The new U.S. program comes amid a high terror alert during which increased security has been focused on a possible threat to foreign aircraft entering the United States. Several planes have been grounded, escorted by military jets or searched upon landing.
Reports indicate that that names of passengers on these flights may have touched off the intensified security because they appeared to match entries on a terrorist database.
Some foreign governments have accused the United States of crying wolf with its alerts about incoming flights. For some, that resentment has carried over to the new registration system.
Brazilian police started fingerprinting and photographing Americans arriving at Sao Paulo's airport last week in response to the new U.S. regulations.
Brazil's Foreign Ministry has requested that Brazilians be removed from the U.S. list.
"At first, most of the Americans were angered at having to go through all this, but they were usually more understanding once they learned that Brazilians are subjected to the same treatment in the U.S.," Wagner Castilho, press officer for the federal police in Sao Paulo, said of those arriving at Sao Paulo-Guarulhos International Airport last Thursday.
The U.S. system consists of a small box that digitally scans fingerprints and a spherical computer camera that snaps pictures. It will be used for foreign nationals traveling on tourist, business and student visas who enter through an airport or seaport.
The new system will gradually phase out a paper-based system that Congress mandated be modernized following the Sept. 11, 2001, attacks.
That program, the National Security Entry/Exit Registration System, registered 93,750 people at ports of entry. It applied to nationals from 25 counties, only one of which — North Korea — was not a mostly Muslim country.
A more controversial phase of that earlier program required men from those countries who were already in the United States to register at federal immigration offices. Critics said this led to the detention of law-abiding foreigners who had applied for visa extensions.
According to the Justice Department, 2,800 people were detained under the program.
Under the new program, a person whose fingerprints or photos raise questions would not be turned away automatically. The visa holder would be sent to secondary inspection for further questions and checks. Officials have said false hits on the system have been less than 0.1 percent in trial runs.
A 2000 law called for such a system at U.S. ports of entry, but in the wake of the 2001 terrorist attacks the USA PATRIOT Act called for it to be expedited.
The system was scheduled to begin operation New Year's Day but was delayed to avoid the busy holiday travel period.
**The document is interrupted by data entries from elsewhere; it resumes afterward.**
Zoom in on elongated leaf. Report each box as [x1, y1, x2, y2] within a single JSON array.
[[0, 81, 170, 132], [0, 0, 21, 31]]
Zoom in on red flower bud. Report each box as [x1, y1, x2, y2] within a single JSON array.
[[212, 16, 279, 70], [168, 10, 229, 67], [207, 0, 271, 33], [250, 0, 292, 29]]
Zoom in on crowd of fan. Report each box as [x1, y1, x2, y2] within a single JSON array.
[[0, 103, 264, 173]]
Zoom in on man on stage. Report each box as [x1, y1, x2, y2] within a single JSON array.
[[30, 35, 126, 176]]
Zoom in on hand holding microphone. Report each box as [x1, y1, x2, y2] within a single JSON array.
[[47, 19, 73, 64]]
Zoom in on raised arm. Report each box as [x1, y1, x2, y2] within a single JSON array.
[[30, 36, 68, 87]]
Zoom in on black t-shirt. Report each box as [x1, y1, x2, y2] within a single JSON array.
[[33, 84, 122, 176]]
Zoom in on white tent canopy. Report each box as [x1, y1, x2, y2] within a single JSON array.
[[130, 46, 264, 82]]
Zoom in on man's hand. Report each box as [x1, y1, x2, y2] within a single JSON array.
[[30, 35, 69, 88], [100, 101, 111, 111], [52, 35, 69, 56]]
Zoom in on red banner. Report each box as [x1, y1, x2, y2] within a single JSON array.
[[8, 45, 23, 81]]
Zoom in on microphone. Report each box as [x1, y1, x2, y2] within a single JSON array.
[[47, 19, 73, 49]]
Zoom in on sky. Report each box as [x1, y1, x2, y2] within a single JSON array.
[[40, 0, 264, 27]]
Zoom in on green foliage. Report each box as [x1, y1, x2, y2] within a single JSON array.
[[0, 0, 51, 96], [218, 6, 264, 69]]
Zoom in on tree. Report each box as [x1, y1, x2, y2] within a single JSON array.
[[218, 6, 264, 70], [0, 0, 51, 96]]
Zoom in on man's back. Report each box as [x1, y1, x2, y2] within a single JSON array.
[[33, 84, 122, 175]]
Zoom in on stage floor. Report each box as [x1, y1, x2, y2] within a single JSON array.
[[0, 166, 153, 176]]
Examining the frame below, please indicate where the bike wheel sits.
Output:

According to Ridge, a pilot US-VISIT program at the Hartsfield-Jackson airport has already led to 21 arrests, some of people who had been deported and were trying to reenter the country.
Congress provided $368 million to produce the system and put it in airports, but only provided $330 million of the $400 million President Bush requested to put the system in land borders in 2004.
The countries subject to a visa waiver are: Andorra, Austria, Australia, Belgium, Brunei, Denmark, Finland, France, Germany, Iceland, Ireland, Italy, Japan, Liechtenstein, Luxembourg, Monaco, Netherlands, New Zealand, Norway, Portugal, San Marino, Singapore, Slovenia, Spain, Sweden, Switzerland, and the United Kingdom.